#pragma once
#include <cstdint>
#include <utility>
#include <cuda_runtime_api.h>
#include <c10/cuda/CUDAException.h>
#include <c10/cuda/CUDAMacros.h>
#include <c10/core/DeviceGuard.h>
#include <c10/util/Exception.h>
#include <c10/core/Stream.h>
/*
* Stream pool note.
*
* A CUDAStream is an abstraction of an actual cuStream on the GPU. CUDAStreams
* are backed by cuStreams, but they use several pools to minimize the costs
* associated with creating, retaining, and destroying cuStreams.
*
* There are three pools per device, and a device's pools are lazily created.
*
* The first pool contains only the default stream. When the default stream
* is requested it's returned.
*
* The second pool is the "low priority" or "default priority" streams. In
* HIP builds there is no distinction between streams in this pool and streams
* in the third pool (below). There are 32 of these streams per device, and
* when a stream is requested one of these streams is returned round-robin.
* That is, the first stream requested is at index 0, the second at index 1...
* to index 31, then index 0 again.
*
* This means that if 33 low priority streams are requested, the first and
* last streams requested are actually the same stream (under the covers)
* and kernels enqueued on them cannot run concurrently.
*
* The third pool is the "high priority" streams. The third pool acts like
* the second pool except the streams are created with a higher priority.
*
* These pools suggest that stream users should prefer many short-lived streams,
* as the cost of acquiring and releasing streams is effectively zero. If
* many longer-lived streams are required in performance critical scenarios
* then the functionality here may need to be extended to allow, for example,
* "reserving" a subset of the pool so that other streams do not accidentally
* overlap the performance critical streams.
*
* Note: although the notion of "current stream for device" is thread local
* (every OS thread has a separate current stream, as one might expect),
* the stream pool is global across all threads; stream 0 is always stream 0
* no matter which thread you use it on. Multiple threads can synchronize
* on the same stream. Although the CUDA documentation is not very clear
* on the matter, streams are thread safe; e.g., it is safe to enqueue
* a kernel on the same stream from two different threads.
*/
namespace c10 {
namespace cuda {
// Value object representing a CUDA stream. This is just a wrapper
// around c10::Stream, but it comes with a little extra CUDA-specific
// functionality (conversion to cudaStream_t), and a guarantee that
// the wrapped c10::Stream really is a CUDA stream.

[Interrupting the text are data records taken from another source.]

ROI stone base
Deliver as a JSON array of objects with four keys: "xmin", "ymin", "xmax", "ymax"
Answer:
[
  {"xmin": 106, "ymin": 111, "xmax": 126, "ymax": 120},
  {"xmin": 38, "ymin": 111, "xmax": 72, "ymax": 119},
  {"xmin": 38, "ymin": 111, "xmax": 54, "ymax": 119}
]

class C10_CUDA_API CUDAStream {
public:
enum Unchecked { UNCHECKED };
/// Construct a CUDAStream from a Stream. This construction is checked,
/// and will raise an error if the Stream is not, in fact, a CUDA stream.
explicit CUDAStream(Stream stream) : stream_(stream) {
TORCH_CHECK(stream_.device_type() == DeviceType::CUDA);
}
/// Construct a CUDAStream from a Stream with no error checking.
/// This constructor uses the "named" constructor idiom, and can
/// be invoked as: CUDAStream(CUDAStream::UNCHECKED, stream)
explicit CUDAStream(Unchecked, Stream stream) : stream_(stream) {}
bool operator==(const CUDAStream& other) const noexcept {
return unwrap() == other.unwrap();
}
bool operator!=(const CUDAStream& other) const noexcept {
return unwrap() != other.unwrap();
}
/// Implicit conversion to cudaStream_t.
operator cudaStream_t() const { return stream(); }
/// Implicit conversion to Stream (a.k.a., forget that the stream is a
/// CUDA stream).
operator Stream() const { return unwrap(); }
/// Get the CUDA device index that this stream is associated with.
DeviceIndex device_index() const { return stream_.device_index(); }
/// Get the full Device that this stream is associated with. The Device
/// is guaranteed to be a CUDA device.
Device device() const { return Device(DeviceType::CUDA, device_index()); }
/// Return the stream ID corresponding to this particular stream.
StreamId id() const { return stream_.id(); }
bool query() const {
DeviceGuard guard{stream_.device()};
cudaError_t err = cudaStreamQuery(stream());
if (err == cudaSuccess) {
return true;
} else if (err != cudaErrorNotReady) {
C10_CUDA_CHECK(err);
}
return false;
}
void synchronize() const {
DeviceGuard guard{stream_.device()};
C10_CUDA_CHECK(cudaStreamSynchronize(stream()));
}
int priority() const {
DeviceGuard guard{stream_.device()};
int priority = 0;
C10_CUDA_CHECK(cudaStreamGetPriority(stream(), &priority));
return priority;
}
/// Explicit conversion to cudaStream_t.
cudaStream_t stream() const;
/// Explicit conversion to Stream.
Stream unwrap() const { return stream_; }
/// Reversibly pack a CUDAStream into a uint64_t representation. This may
/// be helpful when storing a CUDAStream in a C struct, where you cannot
/// conveniently place the CUDAStream object itself (which is morally
/// equivalent, but unfortunately is not POD due to the fact that it
/// has constructors.)
///
/// The CUDAStream can be unpacked using unpack(). The format of
/// the uint64_t is unspecified and may be changed.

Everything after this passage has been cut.